I’m sure Mera just sees it as paying back a debt, since I saved his hide and all. Even if that wasn’t the case, he’s too considerate to ignore someone who’s obviously not feeling well.
So whenever I go down for the count, Mera always gallantly comes to my rescue, which is probably what’s got Vampy ticked off.
She must know as well as I do that Mera’s not being nice because he’s attracted to me or whatever, but considering how damn possessive she is, it’s no surprise that she doesn’t want to see him caring for another girl.
The bloodsucking duo’s relationship hasn’t changed much over the past two years.
I mean, Vampy has certainly grown some, but she’s still just a little girl.
And Mera’s obviously not going to consider such a young girl a potential romantic interest, so he still stays well within the bounds of a regular master-servant relationship.
But I do have to wonder if he ever entertains the thought…
Our baby bloodsucker has grown quite a bit over these two years.
She’s still a little kid, yeah, but there’s already hints of th
e serious beauty she’ll become one day.
Everyone’s cute when they’re a baby, but as you grow, you start to develop your individual facial features and all that stuff.
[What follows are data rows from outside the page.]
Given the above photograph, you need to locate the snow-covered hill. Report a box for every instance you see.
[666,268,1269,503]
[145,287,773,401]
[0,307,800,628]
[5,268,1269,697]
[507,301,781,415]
The baby bloodsucker is still in the stage of life where everyone is cute, but it’s also the stage where you can start to get an idea of what someone is going to look like when they grow up.
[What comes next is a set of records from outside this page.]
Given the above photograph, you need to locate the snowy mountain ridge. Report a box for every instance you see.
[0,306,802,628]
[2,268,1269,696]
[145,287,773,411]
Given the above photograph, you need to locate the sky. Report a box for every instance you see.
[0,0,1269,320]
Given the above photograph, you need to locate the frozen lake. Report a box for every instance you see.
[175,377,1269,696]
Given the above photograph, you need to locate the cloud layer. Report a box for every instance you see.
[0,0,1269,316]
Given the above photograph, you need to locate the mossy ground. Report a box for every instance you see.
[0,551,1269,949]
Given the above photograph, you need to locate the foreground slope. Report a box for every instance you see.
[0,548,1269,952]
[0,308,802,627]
And our itty-bitty vampire is one hell of a looker with elegant facial features.
Overall, she looks like her mother, but she’s got her father’s eyes, as they say.
Both her parents were attractive, so at this rate, she’s definitely gonna grow into a real bombshell.
Maybe then Mera will consider her, I guess.
Still, even if that did happen, I bet Mera would be like, A servant must never fall in love with his master! and get all angsty about it.
But that’s in the distant future, and it’s up to the baby bloodsucker whether she’ll get her way or not.
Anyway, at the moment, Mera is still preoccupied driving the carriage.
As the only man among a group of young girls, he ends up bearing a lot of scrutiny.
When we enter a town like this, Mera often has to be the face of the group.
It used to be that me and the puppet spiders stayed outside of town because of our appearances, but now that I’m fully human-shaped, there’s no point anymore.
When I got deified, my form changed from a half-human, half-spider arachne to a fully human body.
And now that the puppet spiders resemble humans at a glance, it seems mean to make them wait outside, so they come into town with us, too.
Nobody’s caught on so far, so we should be fine.
If anything, I’m our biggest worry, not the puppet spiders.
I appear more or less human now, but there’s one problem: my eyes.
I’ve got compound eyes now, with my pupils containing a bunch of smaller pupils.
In fact, it’s a total of five pupils per eye—two regular, human-size pupils with four smaller pupils in each—which is pretty freaky even to me.
If you count both sides, that’s ten eyes altogether, the same number I had as an arachne before I turned into a god.
Like, why is the rest of me more or less based on Hiiro Wakaba but this one part has to be like an arachne?
Why not be more considerate and give me normal eyes, too?!
Thanks to that whole situation, I have to avoid letting people get a good look at my eyes when we go out in public.